Off to one side huddled a gaggle of much smaller brown-skinned forms, obviously children, some of them quite young, little more than toddlers. Two of the men dragged another little child from out the huddle, lifted his naked body, and then each grasped an ankle and stood, grinning expectantly, while another armored man with a long-bladed, bloody sword paced over, took a stance, drew back the gore-clotted blade, and slashed downward with all his strength, almost severing the little brown body into two pieces. One of the men who had held the butchered child threw the tiny corpse into the river, then turned about to help hold up another for the slaughter.
Responding to the instructions of its operator, the carrier sent a narrow tube out from one end, changed position to properly aim the device, then activated the weapon. Even as he drew back his sword for another atrocity, the head of the armored murderer burst with such force as to spring apart the two halves of the steel morion, leaving nothing above his blood-spouting neck save shredded tendons and a bit of spine. Then, before his two "assistants" could even begin to gape at the singular sight, they lost their heads in the identical fashion.
Chaos erupted on the beach. Arsen did not hear the swivel gun fired, but only saw the puff of smoke from the barrel, just as he saw one of the men put a metal horn to his lips. At the water's ed
ge, hard by the beached boats, the armored men formed in a half-circle around their captives—swords and pistols in hand, pole-arms presented, old-fashioned calivers fresh-primed and steady on their braces.
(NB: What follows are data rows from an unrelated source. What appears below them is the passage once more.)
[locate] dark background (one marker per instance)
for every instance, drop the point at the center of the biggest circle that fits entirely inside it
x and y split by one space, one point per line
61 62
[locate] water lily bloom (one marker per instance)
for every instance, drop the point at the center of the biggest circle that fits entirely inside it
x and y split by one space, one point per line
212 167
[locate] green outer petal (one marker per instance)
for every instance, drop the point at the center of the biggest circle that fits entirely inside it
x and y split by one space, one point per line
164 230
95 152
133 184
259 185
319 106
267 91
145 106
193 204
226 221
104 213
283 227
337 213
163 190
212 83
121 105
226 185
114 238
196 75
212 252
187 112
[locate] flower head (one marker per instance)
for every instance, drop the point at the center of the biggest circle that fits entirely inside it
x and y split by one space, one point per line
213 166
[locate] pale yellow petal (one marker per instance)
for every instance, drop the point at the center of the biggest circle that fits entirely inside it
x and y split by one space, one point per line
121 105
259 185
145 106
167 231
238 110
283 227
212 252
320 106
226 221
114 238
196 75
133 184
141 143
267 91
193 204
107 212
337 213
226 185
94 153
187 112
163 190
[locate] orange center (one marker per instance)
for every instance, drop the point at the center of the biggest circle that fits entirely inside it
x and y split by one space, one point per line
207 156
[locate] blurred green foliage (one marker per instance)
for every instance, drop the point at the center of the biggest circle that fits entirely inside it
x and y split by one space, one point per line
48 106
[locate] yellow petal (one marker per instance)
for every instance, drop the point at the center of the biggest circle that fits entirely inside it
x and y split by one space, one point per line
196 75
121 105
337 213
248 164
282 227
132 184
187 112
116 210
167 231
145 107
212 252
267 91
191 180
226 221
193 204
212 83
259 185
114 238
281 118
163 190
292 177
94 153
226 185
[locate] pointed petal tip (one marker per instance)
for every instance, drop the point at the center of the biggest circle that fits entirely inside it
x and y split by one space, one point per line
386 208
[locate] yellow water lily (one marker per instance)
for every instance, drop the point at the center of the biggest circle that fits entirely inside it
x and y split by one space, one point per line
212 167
"Not amateurs, those murderous bastards," thought Arsen. "They've been soldiering a long time. Formed up for a fight and recalling the patrols before a man could hardly scratch his fucking ass."
A small party of the armored men came through the smashed gate out of the palisaded village enclosure and raced heavily the distance to join their comrades by the boats, some ten or twelve of them. From his height, Arsen could see through the thinning forest the approach of a larger party from somewhere beyond the palisades.
Taking time to glance back to the knot of captive children, Arsen looked just in time to see the slowest of them, their erstwhile guards having rallied to their mates at the boats, disappearing into the brush at the forest edge.
For armored men wearing clumsy jackboots and carrying heavy, awkward weapons, the larger party came out of the woods and onto the riverbank in an amazingly short time, to Arsen's way of thinking. Despite the enormities he had seen certain of them commit, he was beginning to feel a degree of kinship with these men, rationalizing that they probably had had little or no choice in being where they were, doing what they were doing, that they were simply following the orders of their superiors, like any other hapless soldiers anywhere, in any war.
The woodland party crossed the open space at a trot in a column of twos, being led by a man in ornate armor, grasping a long basket-hilted sword and with a bedraggled orange-red plume affixed to his morion. About half of his party were not armored, lightly clothed and looking to be racially the same as the victims and captives; moreover, none of them carried swords or firearms, rather did they bear axes, clubs, knives, spears, and bows and arrows.
After hearing the brief report of a subordinate, the plumed man sheathed his sword, drew a wheel-lock pistol from his belt and carefully checked to see that it was both spanned properly and primed, then stalked slowly over to where he could more closely view the three headless dead men. He was trailed closely by two men armed with calivers and, a few paces behind them, three of his native irregulars with nocked arrows ready on their short bows.